SWBAT translate mathematical phrases into symbolic and algebraic representations.

In order to figure out how to represent number tricks, we'll have to build up a language for doing so.

10 minutes

At the end of our last class, and for homework, students commenced their work on translating number tricks from words into symbolic and algebraic representations. For today's opener, I post the second example (see the bottom of this page: Two Example Number Tricks) number trick from our previous class and instruct students to translate it into symbols and algebraic expressions.

As students get to work, I encourage them to look at their prior notes, and if they have room, to record this example on the same notebook page as the previous one. I also encourage them to help each other. Given between 5 and 10 minutes and plenty of firm goading, everyone should be able to get this done.

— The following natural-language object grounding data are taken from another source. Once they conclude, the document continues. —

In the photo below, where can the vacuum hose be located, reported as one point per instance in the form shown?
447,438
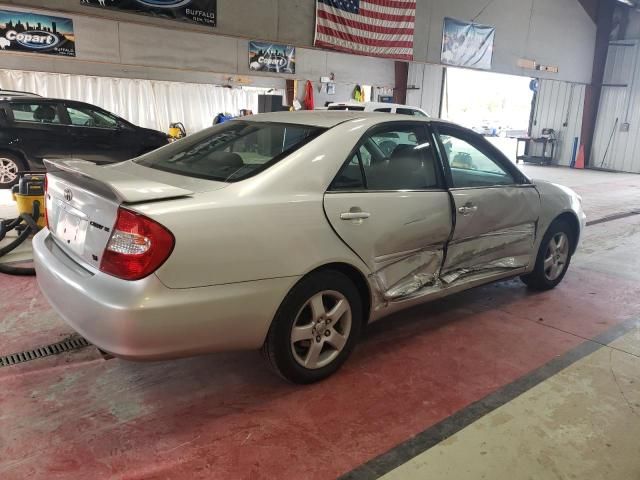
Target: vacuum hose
28,224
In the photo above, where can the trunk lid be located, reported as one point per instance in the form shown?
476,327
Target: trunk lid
83,200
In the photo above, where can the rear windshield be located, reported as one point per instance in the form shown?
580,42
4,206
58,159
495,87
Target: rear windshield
350,108
232,151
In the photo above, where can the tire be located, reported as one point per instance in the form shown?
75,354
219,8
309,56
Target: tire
326,310
552,265
10,169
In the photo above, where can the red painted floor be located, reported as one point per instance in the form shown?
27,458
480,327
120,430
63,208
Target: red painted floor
225,416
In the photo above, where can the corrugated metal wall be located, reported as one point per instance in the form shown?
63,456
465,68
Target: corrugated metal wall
616,142
425,87
560,106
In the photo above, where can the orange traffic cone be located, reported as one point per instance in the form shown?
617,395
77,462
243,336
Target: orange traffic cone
580,158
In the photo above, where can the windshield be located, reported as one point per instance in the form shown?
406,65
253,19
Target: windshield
232,151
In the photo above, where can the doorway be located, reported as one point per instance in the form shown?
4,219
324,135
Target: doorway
495,105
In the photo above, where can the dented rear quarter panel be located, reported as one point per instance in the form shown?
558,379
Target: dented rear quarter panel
556,200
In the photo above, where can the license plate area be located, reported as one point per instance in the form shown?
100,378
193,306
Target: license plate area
71,229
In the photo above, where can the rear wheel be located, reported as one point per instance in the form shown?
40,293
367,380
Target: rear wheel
10,168
553,258
315,329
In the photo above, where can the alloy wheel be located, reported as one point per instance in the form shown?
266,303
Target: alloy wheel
557,256
321,329
8,171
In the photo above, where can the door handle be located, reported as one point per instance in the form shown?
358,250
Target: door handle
468,209
355,216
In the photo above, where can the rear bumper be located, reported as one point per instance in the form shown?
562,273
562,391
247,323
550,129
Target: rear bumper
145,320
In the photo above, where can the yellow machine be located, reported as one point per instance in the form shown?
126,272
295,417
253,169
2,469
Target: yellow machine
177,131
30,190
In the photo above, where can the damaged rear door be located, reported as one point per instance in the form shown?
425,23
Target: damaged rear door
390,206
496,208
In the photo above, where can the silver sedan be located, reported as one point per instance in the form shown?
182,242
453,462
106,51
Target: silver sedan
290,232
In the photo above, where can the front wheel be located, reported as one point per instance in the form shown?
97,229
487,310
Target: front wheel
553,258
315,329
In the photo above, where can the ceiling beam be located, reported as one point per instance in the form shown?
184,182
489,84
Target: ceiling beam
591,7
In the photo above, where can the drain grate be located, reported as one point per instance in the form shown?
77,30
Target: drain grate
67,345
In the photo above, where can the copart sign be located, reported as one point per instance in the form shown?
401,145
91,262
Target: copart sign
204,12
35,33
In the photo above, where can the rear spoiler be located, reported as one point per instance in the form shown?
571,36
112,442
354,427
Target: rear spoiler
112,183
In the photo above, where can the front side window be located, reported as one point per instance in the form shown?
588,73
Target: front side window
46,113
232,151
391,159
89,117
471,165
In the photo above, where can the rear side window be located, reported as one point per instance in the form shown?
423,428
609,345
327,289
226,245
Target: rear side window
35,112
90,117
232,151
394,158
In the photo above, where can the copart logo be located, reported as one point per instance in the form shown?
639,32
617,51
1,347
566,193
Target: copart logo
164,3
33,39
274,61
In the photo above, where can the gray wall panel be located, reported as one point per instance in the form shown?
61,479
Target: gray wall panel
615,147
553,32
560,106
428,81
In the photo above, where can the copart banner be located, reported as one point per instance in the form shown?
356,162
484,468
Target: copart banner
204,12
35,33
272,57
467,44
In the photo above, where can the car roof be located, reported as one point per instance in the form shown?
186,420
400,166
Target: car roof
15,94
331,118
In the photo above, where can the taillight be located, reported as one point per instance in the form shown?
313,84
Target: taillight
46,200
138,247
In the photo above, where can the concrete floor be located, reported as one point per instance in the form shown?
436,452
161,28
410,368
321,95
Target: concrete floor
493,383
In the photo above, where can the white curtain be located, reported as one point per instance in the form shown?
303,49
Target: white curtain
148,103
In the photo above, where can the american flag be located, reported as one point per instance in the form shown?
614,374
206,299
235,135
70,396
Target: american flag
380,28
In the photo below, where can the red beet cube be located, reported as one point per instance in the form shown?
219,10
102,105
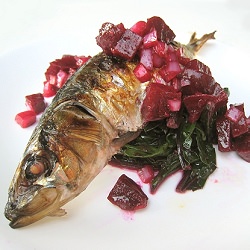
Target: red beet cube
142,74
234,114
146,58
169,71
35,102
146,173
26,118
128,45
139,28
127,195
150,39
160,48
49,90
174,101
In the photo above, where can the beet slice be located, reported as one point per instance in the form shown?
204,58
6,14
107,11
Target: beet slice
142,73
146,173
139,28
26,118
128,45
49,90
127,195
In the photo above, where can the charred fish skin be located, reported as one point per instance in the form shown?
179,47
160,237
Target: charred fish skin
91,117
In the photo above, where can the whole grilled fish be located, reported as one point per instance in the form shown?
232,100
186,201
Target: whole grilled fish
95,113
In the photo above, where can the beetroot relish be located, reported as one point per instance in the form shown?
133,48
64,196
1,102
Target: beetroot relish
56,76
127,195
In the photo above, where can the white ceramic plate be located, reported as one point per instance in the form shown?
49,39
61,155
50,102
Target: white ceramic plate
217,217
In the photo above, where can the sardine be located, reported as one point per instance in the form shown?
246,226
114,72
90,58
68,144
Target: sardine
92,116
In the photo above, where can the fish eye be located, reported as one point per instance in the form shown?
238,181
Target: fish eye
35,167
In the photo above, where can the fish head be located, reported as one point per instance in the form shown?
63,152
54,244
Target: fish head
39,188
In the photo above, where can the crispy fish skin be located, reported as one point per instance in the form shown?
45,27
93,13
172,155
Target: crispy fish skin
91,117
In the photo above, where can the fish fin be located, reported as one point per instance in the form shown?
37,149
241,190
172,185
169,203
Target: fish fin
58,213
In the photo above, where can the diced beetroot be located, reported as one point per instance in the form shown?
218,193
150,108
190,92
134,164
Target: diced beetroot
139,28
240,106
146,58
35,102
234,114
182,59
176,83
26,118
160,48
49,90
240,127
171,55
223,128
158,61
174,120
157,78
155,105
61,78
174,101
169,71
142,74
109,35
128,45
127,195
164,33
146,173
150,39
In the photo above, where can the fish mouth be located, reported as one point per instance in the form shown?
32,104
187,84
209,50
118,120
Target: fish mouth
43,203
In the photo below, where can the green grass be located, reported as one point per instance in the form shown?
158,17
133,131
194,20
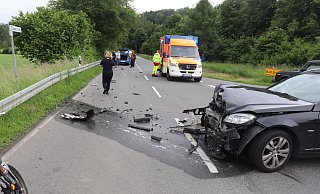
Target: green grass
242,73
26,115
6,61
148,57
28,73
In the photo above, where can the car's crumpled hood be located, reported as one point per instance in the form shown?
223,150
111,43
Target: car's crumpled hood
183,60
259,100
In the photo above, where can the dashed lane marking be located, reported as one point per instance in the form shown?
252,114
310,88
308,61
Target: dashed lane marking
28,137
212,168
212,86
156,91
139,68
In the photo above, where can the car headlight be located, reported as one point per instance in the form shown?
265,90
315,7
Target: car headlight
240,118
173,64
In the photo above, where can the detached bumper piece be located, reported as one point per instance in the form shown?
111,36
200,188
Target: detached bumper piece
218,137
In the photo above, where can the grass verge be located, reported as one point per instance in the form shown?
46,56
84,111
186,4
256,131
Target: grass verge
148,57
241,73
20,119
28,73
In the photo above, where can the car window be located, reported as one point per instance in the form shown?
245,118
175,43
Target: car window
304,87
313,66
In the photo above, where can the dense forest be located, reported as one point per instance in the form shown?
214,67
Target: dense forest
266,32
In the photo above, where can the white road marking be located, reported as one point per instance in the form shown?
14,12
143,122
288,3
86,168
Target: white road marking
201,153
156,91
212,86
178,122
28,137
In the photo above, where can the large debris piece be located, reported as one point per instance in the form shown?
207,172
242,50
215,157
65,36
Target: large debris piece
79,115
156,138
140,127
142,120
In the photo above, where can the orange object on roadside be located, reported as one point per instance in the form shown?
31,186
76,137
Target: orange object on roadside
271,71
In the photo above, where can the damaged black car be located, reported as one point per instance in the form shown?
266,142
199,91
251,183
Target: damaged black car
267,125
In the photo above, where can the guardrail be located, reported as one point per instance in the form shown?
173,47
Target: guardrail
13,101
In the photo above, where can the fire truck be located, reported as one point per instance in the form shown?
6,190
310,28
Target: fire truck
180,57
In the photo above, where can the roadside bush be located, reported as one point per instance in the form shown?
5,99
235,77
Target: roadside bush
50,35
7,50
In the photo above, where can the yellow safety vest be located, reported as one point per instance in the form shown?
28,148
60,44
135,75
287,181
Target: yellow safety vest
156,58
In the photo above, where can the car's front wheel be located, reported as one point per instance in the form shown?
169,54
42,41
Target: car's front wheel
271,150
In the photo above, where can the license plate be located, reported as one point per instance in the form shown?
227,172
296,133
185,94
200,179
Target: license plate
186,75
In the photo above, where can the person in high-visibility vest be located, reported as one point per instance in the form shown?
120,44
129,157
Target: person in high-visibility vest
156,63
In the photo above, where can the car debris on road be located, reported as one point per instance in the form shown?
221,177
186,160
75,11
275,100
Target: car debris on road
142,120
156,138
79,115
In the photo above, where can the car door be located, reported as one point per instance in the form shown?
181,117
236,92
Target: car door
317,147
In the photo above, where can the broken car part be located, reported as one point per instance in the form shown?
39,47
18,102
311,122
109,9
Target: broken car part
79,115
140,127
142,120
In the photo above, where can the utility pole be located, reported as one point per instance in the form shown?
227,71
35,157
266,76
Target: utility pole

To see more about what this looks like, see my previous lesson: *How Can an Abstraction Show Me How Things Work? *There is also more to come on this project over the next few lessons.

5 minutes

At the start of each week, I give students a weekly homework sheet that looks like this: HW Week 2. On the front is a checklist that they can use to make sure that they get everything done each week. As you explore this Algebra 1 course, you'll see that I've shared a variety of weekly homework sheets. On this one is a list of assignments to be completed, as well as a few little tidbits, like talking to an elder about algebra and noting where they keep their textbooks. I try to show the interactivity of these weekly sheets as a way of getting students to buy into these sheets as a useful tool.

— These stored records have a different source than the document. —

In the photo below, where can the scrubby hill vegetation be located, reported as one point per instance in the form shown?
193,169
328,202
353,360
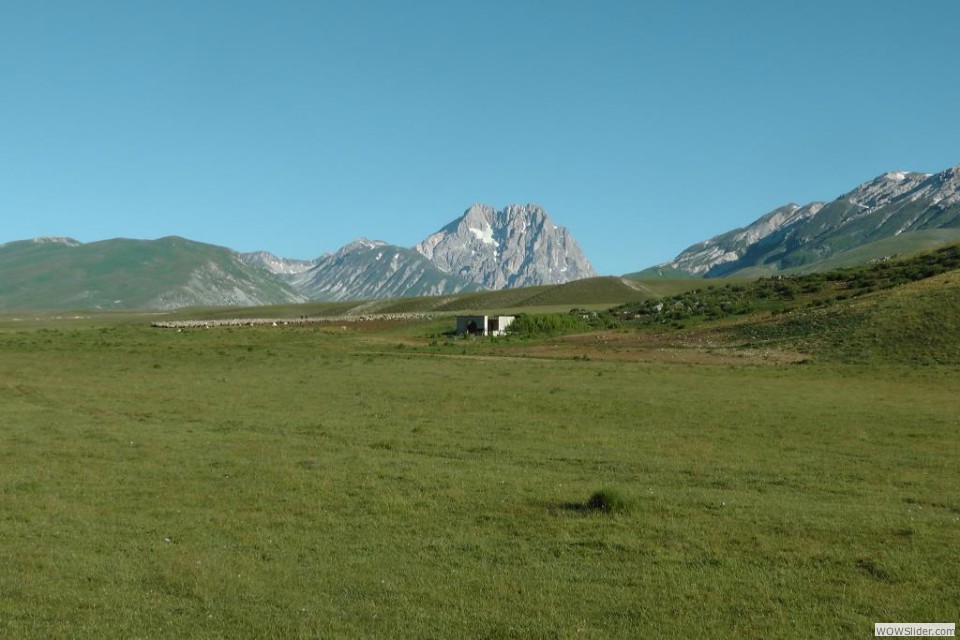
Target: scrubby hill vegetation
780,294
894,310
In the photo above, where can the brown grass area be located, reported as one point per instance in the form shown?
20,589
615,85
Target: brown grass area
690,348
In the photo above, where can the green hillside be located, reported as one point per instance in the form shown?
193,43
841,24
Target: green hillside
130,274
905,310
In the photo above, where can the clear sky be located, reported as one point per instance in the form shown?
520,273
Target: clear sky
296,126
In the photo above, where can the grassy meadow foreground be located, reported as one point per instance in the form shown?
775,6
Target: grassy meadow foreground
381,479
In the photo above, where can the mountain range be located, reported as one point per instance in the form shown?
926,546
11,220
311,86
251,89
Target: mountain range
483,249
897,212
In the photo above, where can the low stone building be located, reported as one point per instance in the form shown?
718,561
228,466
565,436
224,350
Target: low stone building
483,325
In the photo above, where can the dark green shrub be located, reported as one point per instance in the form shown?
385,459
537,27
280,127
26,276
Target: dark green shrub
608,500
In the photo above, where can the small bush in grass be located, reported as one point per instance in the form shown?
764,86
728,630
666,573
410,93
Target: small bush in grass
608,501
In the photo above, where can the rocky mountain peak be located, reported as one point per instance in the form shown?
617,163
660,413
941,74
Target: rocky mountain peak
513,247
892,204
885,188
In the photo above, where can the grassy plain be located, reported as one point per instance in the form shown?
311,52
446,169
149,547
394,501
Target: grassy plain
320,481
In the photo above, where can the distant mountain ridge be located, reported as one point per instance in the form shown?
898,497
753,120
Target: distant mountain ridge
896,204
517,246
483,249
168,273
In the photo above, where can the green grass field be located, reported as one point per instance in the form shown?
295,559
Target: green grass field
301,482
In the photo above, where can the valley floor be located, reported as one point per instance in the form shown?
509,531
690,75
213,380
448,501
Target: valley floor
322,481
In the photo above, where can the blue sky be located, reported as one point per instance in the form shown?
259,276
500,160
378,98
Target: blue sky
295,127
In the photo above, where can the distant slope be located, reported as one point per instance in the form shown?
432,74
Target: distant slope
369,269
891,207
518,246
904,310
168,273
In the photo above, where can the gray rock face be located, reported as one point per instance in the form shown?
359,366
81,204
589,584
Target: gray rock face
516,247
892,204
275,265
368,269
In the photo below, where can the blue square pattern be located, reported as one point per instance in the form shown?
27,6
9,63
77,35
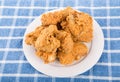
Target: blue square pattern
18,32
81,80
106,44
85,10
6,21
62,79
115,44
1,54
14,55
37,12
96,80
23,12
69,3
115,22
86,3
115,33
105,33
27,69
8,70
8,79
100,12
98,70
25,3
44,79
115,71
54,3
0,3
115,12
114,2
115,57
8,12
3,43
104,58
4,32
86,73
102,22
41,3
21,22
26,79
115,80
99,3
10,2
16,43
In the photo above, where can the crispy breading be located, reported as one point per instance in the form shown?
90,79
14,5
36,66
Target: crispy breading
65,41
47,41
79,24
61,36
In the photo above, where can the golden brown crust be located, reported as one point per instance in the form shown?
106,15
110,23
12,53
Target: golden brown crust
79,25
46,40
61,35
65,41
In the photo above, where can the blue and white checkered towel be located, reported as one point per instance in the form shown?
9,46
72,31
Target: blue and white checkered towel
16,15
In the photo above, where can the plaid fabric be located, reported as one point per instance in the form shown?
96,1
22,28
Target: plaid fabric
16,15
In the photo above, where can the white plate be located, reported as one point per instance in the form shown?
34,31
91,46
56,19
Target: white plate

On the back (I always use double-side copies) is a **Record Sheet**. This is place where students can jot some notes about what they learn, notice, or wonder about each day. When I introduce this side of the page, I remind everyone that expect them to "work hard, gather evidence, and demonstrate mastery." The record sheet is a place where they can take notes about how they're doing each of those things. As the year progresses, we will dedicated more and more of our attention to these record sheets, for now, I offer it as a tool but without a great deal of pressure or fanfare; I'd like to see what my students make of these on their own.

30 minutes

On the weekly homework sheet, I point out that tonight's homework is to finish an assignment called "Words and Abstractions 1". I say that we're going to get started right away, and that "I hope many of you will have a lot of this assignment complete before you leave class today."

We've already started translating number tricks into symbols and algebraic representations, but many students now need some practice. Many kids buy the idea of abstract representations of verbal phrases, but they lack the confidence or the experience to do it on their own. So today we'll build that.

Additionally, on Part 1 of the Number Trick Project, we left off with a challenge: *How can we represent subtraction if there are not yet any dots from which to subtract? *This assignment will give us a chance to develop an answer to this question as a group.

**Here is how I implement it:**

After distributing the handout to all students, I project the document on the screen at the front of the room. From there, I can provide a few examples for students, but I don't provide too many at first. Usually, this is enough to get everyone started: Words and Abstractions Examples. This is the sort of work that kids must grapple with and figure out on their own.

As class goes on, I might invite students to add their answer to what's on the screen.

The key thing we have to get to is what subtraction looks like. I point out that problem #11 on this handout is the same as the troublesome subtraction step on Part 1 of the project. I propose that we need three symbols: the box for a number that's already been established, the dot that represents 1, and something else for -1. A bunch of random shapes are offered, but the key is that it needs to have a relationship to the 1 dot. An empty dot might work, but I try to avoid that, because it may lead to confusion once we start talking about inequalities. Rather, I move toward the crossed-out dot. My notes look like this: Words and Abstractions Subtraction.

After that, it's pretty much on students to figure out as much as they can. I encourage them to discuss these problems with each other, and I say that tomorrow they'll see the answer key. I tell them that if they can take any approach they'd like: if they want to go one problem at a time, that's great, but if they want to complete the entire algebra or symbols column first, that's fine too. The problems on the front of the handout are expressions with one arithmetic operation, while on the back there are expressions with two or more operations. I tell students that it's ok if the back feels a little more difficult, and I repeat again that I'd like them to compare and discuss their answers with each other.

While students work on Words and Abstractions #1, I try to check in with each of them individually. I make sure that I know each student's name, I keep a record of whether or not they have a binder and a signed syllabus, and I ask them how their doing on both today's work and on Part 1 of the Number Trick Project.

If I move pretty quickly, I can get a moment or two of face time with every student during today's half-hour of work time. This may be at the expense of giving a lot of extra help on today's handout, but it allows me to start to demonstrate another important class structure: the way I refer students to each other for help. If I get to the third table and I see that someone's having trouble with a problem that I've already seen someone else handling successfully, I might ask them to take a look at that problem together.